- Beginning Thursday, fully vaccinated travelers from 19 countries will be able to again enter Bali, Indonesia
- Citizens from those countries permitted to enter Bali include Saudi Arabia, the UAE, New Zealand, Kuwait, Bahrain, Qatar, China, India, Japan, South Korea, Liechtenstein, Italy, France, Portugal, Spain, Sweden, Poland, Hungary and Norway
- However, visitors must undergo a five-day hotel quarantine on the island, which has has one of the highest vaccination rates in Indonesia
BALI, Indonesia: Beginning Thursday, fully vaccinated travelers from 19 countries will be able to again enter Bali, Indonesia.
Of note, citizens of Australia, which accounts for the largest number of Bali tourists, will not yet be able to visit.
Citizens from those countries permitted to enter Bali include Saudi Arabia, the UAE, New Zealand, Kuwait, Bahrain, Qatar, China, India, Japan, South Korea, Liechtenstein, Italy, France, Portugal, Spain, Sweden, Poland, Hungary and Norway.
However, visitors must undergo a five-day hotel quarantine on the island, which has has one of the highest vaccination rates in Indonesia, with more than 82 percent being fully vaccinated, according to the Health Ministry.
Indonesian officials closed the island’s international airport in April 2020 to stop the spread of COVID-19.
With daily cases dropping significantly since July, when the country became the epicentre of the pandemic in Asia, the local tourism sector is now hoping for the return of some of the 6 million foreign tourists who visited in 2019 before the pandemic.
However, flight monitoring site Flightradar24 noted that no international flights are scheduled to land at Bali’s Ngurah Rai Airport on Thursday and Friday, though hotels, restaurants and other businesses that rely on tourism are looking forward to the reopening.

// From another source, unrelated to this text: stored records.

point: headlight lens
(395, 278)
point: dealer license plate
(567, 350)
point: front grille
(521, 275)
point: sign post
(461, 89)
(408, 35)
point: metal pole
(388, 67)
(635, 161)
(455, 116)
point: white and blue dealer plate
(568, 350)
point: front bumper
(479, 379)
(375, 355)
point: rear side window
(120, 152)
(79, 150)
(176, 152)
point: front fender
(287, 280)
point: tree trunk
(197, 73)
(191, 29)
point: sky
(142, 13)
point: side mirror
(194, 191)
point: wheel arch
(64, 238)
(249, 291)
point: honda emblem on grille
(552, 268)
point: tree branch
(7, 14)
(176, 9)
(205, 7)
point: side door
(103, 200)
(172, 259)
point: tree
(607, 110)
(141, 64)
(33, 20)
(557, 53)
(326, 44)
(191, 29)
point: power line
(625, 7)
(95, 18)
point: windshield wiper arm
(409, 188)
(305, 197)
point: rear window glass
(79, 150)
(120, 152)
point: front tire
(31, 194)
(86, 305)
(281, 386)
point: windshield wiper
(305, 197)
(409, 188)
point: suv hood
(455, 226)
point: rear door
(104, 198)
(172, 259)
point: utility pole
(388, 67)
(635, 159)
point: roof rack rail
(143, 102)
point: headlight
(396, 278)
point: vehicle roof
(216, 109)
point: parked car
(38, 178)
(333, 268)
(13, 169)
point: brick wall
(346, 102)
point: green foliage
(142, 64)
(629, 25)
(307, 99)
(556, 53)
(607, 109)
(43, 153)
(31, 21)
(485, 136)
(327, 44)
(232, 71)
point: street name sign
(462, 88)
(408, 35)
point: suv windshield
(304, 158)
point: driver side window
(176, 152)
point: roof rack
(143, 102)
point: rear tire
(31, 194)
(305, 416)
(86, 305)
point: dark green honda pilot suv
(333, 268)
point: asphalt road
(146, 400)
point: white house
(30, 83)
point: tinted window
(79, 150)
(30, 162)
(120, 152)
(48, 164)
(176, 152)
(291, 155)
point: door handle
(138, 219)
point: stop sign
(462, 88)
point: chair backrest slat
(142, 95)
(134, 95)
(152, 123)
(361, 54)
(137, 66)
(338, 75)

Asih Wesika, deputy chair of the Indonesian Entrepreneurs Association in Bali, told BBC News Indonesian, “This is very good news, it is very promising to reviving the economy in Bali.”
He also expressed his concern that the quarantine requirement would prevent many tourists from returning, noting, “Now that they are required to be quarantined and have to bear the cost by themselves, this becomes an even more expensive vacation cost.”
The head of the Bali tourism office, I Putu Astawa, told BBC News Indonesian, “If there is a new variant, we must be careful first while we evaluate further developments,” adding that the government was considering reducing the quarantine period to three days and eventually doing away with it.